35. Tepat
Haiii... Selamat pagi
Sebenernya mau update semalem, tapi dari habis magrib aku tepar. Niat bangun pagi buta malah bablas tidur nyampe subuh
Alhasil baru bisa update pukul setengah 7 lewat
Selamat membaca
Jangan lupa tinggalkn jejaknya yaa
***
Teror yang terjadi di kantor polisi yang terletak di tengah kota Jakarta seketika menjadi headline dalam berita manapun. Televisi yang sebelumnya menayangkan FTV siang tiba-tiba beralih menjadi berita terkini yang dibawakan seorang reporter dengan latar belakang bagian depan sebuah gedung yang rubuh. Orang-orang sibuk berlalu lalang di belakang reporter itu. Petugas membawa brangkar dengan seorang korban di atasnya tertangkap kamera. Tayangan di televisi beralih menyorot korban yang tengah merintih di atas brangkar. Dua petugas yang membawanya tampak tak peduli bahwa mereka tengah masuk ke siaran televisi nasional.
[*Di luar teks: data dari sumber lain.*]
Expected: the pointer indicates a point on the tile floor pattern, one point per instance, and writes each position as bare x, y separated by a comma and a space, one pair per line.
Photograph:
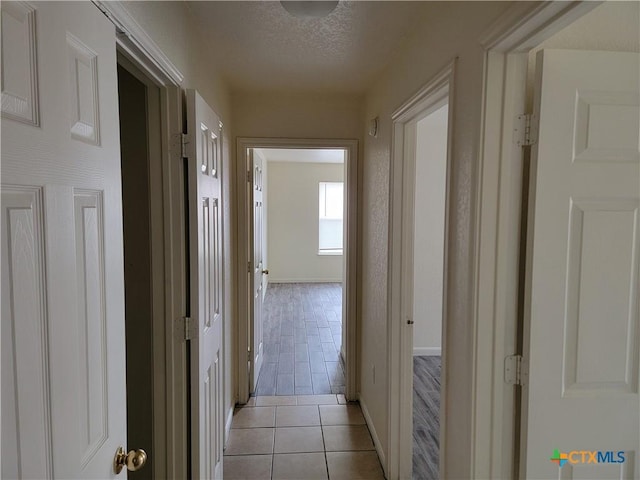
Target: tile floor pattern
299, 438
302, 338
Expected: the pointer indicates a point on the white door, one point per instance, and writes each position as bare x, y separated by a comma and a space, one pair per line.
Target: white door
205, 262
256, 270
582, 404
63, 350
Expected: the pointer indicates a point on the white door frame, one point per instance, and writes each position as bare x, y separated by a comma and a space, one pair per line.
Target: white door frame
170, 435
498, 215
351, 253
433, 95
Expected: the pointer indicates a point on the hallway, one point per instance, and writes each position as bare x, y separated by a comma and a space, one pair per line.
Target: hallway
302, 335
300, 437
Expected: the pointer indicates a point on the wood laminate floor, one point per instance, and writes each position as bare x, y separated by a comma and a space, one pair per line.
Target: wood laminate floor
426, 417
302, 335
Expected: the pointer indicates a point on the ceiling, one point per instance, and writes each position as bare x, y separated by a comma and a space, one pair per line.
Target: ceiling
258, 46
303, 155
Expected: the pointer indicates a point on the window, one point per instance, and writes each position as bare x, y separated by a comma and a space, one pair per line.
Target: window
330, 218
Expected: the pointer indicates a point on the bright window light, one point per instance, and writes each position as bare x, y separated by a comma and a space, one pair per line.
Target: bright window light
331, 209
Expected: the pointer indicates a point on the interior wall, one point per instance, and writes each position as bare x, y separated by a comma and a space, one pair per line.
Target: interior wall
612, 26
428, 241
171, 25
265, 220
137, 263
449, 32
293, 223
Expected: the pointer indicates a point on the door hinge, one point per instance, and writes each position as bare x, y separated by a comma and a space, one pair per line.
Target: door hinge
183, 145
189, 328
516, 371
525, 132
Korban yang mengenakan seragam polisi itu merintih memegangi kakinya, celananya koyak memperlihatkan bagian betisnya yang robek cukup besar, darah mengalir membuat celana coklat itu lebih kemerahan. Kamera berhenti menyorot rintihan kesakitan karena korban sudah dimasukan ke dalam ambulance. Sirine ambulance kemudian yang mengambil alih suara lengkap dengan gambar kepergiannya menuju rumah sakit terdekat. Televisi pun kembali menayangkan wajah reporter yang tengah melaporkan kondisi terkini pasca teror bom yang mengakibatkan rubuhnya loby kantor polisi.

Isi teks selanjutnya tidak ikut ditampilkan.